Imago Canada International
What is Imago Therapy?
Imago is a Latin word for image. In brief, we will choose partners, unconsciously, who have both the positive and negative attributes of both of our parents. There will be recognition of this person that speaks to the unconscious mind, therefore the attraction to each other, and this begins the Romantic Love stage of the relationship.
Attraction,
Attachment,
Hope,
Illusion,
Ecstasy
However, all couples move from the Romantic Love stage into the Power Struggle stage. It is natural evolution in a relationship. It is not a matter of if this will happen, but when. This Power Struggle phase is marked by disillusion and upset.
Disillusionment,
Frustration,
Fear,
Coercion,
Expectation,
Anger,
Impasse
Often the very attributes that attracted us to the partner, become the very aspects that annoy us. The very wounds we experienced as children will be ways we will feel wounded in the relationship. The goal is to allow each partner to heal in the relationship by each truly wanting to heal the wounds of the other, by not perpetuating them, and by actively trying to meet our partner’s needs. Unfortunately, most couples stay in the power struggle phase. They know something has gone awry with the relationship, they just don’t know what happened, that it is natural to be in this phase, and how to get out of it.
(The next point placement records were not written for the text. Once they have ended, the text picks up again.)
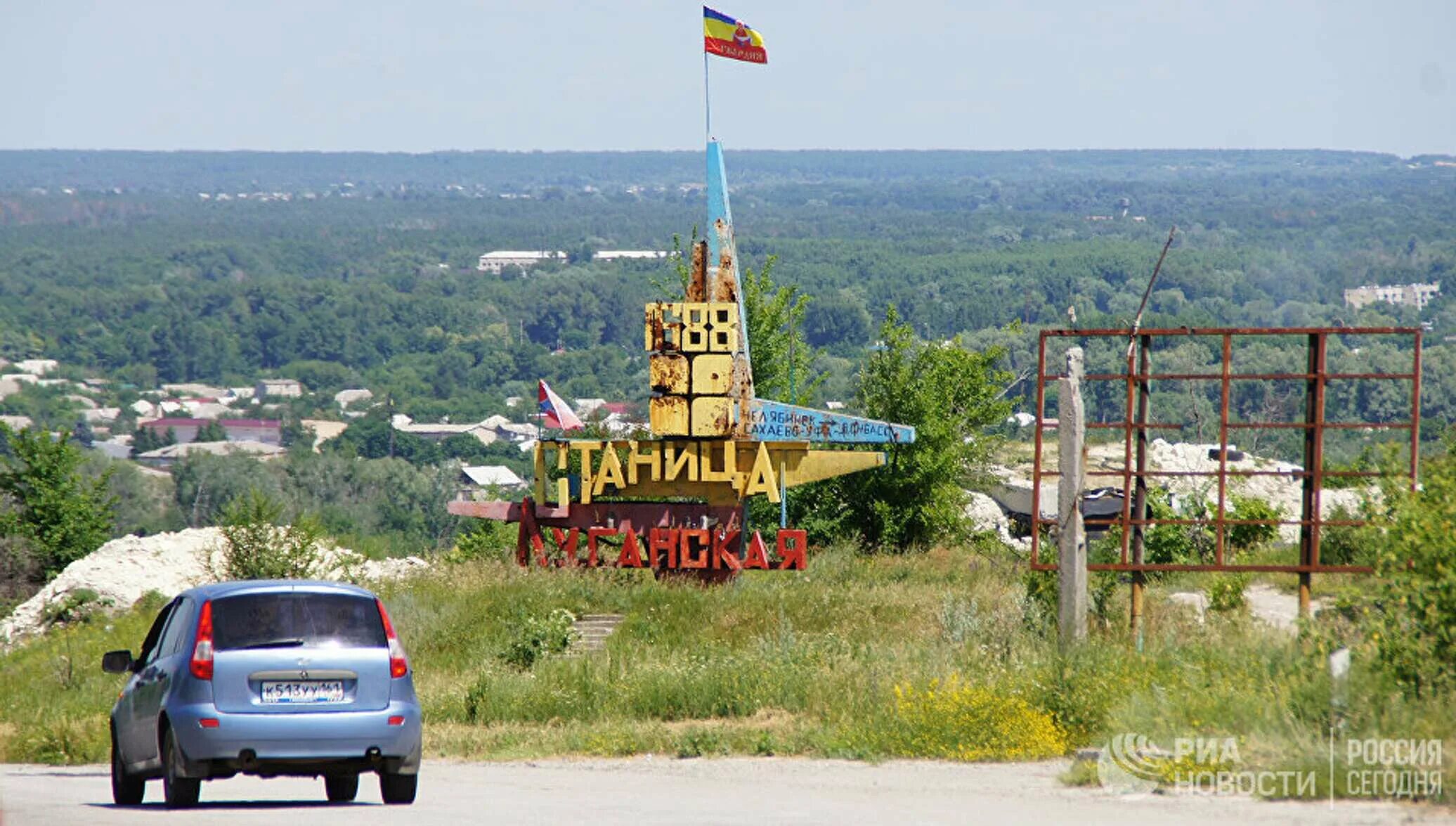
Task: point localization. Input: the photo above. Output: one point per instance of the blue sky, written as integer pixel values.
(429, 75)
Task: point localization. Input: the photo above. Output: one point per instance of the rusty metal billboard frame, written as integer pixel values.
(1133, 519)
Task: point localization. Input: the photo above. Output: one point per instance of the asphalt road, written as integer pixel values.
(656, 790)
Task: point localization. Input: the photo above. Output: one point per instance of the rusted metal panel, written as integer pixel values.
(702, 380)
(668, 375)
(713, 375)
(713, 415)
(698, 276)
(1317, 375)
(668, 415)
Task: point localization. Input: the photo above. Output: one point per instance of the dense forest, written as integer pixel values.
(358, 270)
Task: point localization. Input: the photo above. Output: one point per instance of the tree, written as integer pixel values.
(60, 512)
(1408, 608)
(210, 432)
(84, 434)
(918, 498)
(776, 346)
(143, 441)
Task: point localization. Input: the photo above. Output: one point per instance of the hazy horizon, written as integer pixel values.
(557, 76)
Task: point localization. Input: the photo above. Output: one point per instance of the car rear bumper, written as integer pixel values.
(297, 742)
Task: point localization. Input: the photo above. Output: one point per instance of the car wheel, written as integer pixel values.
(126, 789)
(398, 789)
(179, 792)
(341, 789)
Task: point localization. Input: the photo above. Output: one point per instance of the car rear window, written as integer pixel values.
(296, 619)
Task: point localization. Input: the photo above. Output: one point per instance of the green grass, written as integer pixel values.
(793, 663)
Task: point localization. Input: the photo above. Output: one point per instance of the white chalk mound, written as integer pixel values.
(123, 570)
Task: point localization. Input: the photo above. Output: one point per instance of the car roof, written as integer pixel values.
(216, 591)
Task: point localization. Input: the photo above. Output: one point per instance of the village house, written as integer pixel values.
(486, 477)
(286, 388)
(267, 432)
(174, 453)
(443, 430)
(501, 258)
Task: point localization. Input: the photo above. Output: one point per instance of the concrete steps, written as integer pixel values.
(592, 633)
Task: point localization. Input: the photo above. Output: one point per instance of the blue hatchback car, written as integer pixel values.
(267, 678)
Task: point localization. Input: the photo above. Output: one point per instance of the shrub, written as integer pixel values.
(953, 720)
(1249, 536)
(256, 548)
(538, 637)
(1226, 592)
(1411, 605)
(951, 395)
(79, 605)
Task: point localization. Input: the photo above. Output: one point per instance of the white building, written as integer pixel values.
(1401, 295)
(481, 477)
(501, 258)
(628, 254)
(277, 388)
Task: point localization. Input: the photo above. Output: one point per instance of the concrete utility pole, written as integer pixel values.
(1072, 566)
What is even more poignant is that people will split up, divorce, or live their lives together in separateness. Most people don’t understand that they can actually have a Conscious Relationship. Within this stage, the capacity for joy, living life fully, truly understanding our partner, and being understood through full commitment to the relationship and the processes that will make and keep it healthy and alive, are astounding. The true romance and capacity to love and be loved can be taken consistently to new heights in all realms: emotional, physical, mental and spiritual.
So, how do we get there, and who wouldn’t want to be in a relationship like that?We first need to understand:
ourselves and our relationship needs
why we chose our partner
our role in the relationship
how we show up to our partner
how we meet their needs
how we don’t meet our partner’s needs.
We truly have to want to be fully committed to creating the best relationship possible.
The Imago Therapy Process teaches couples just that.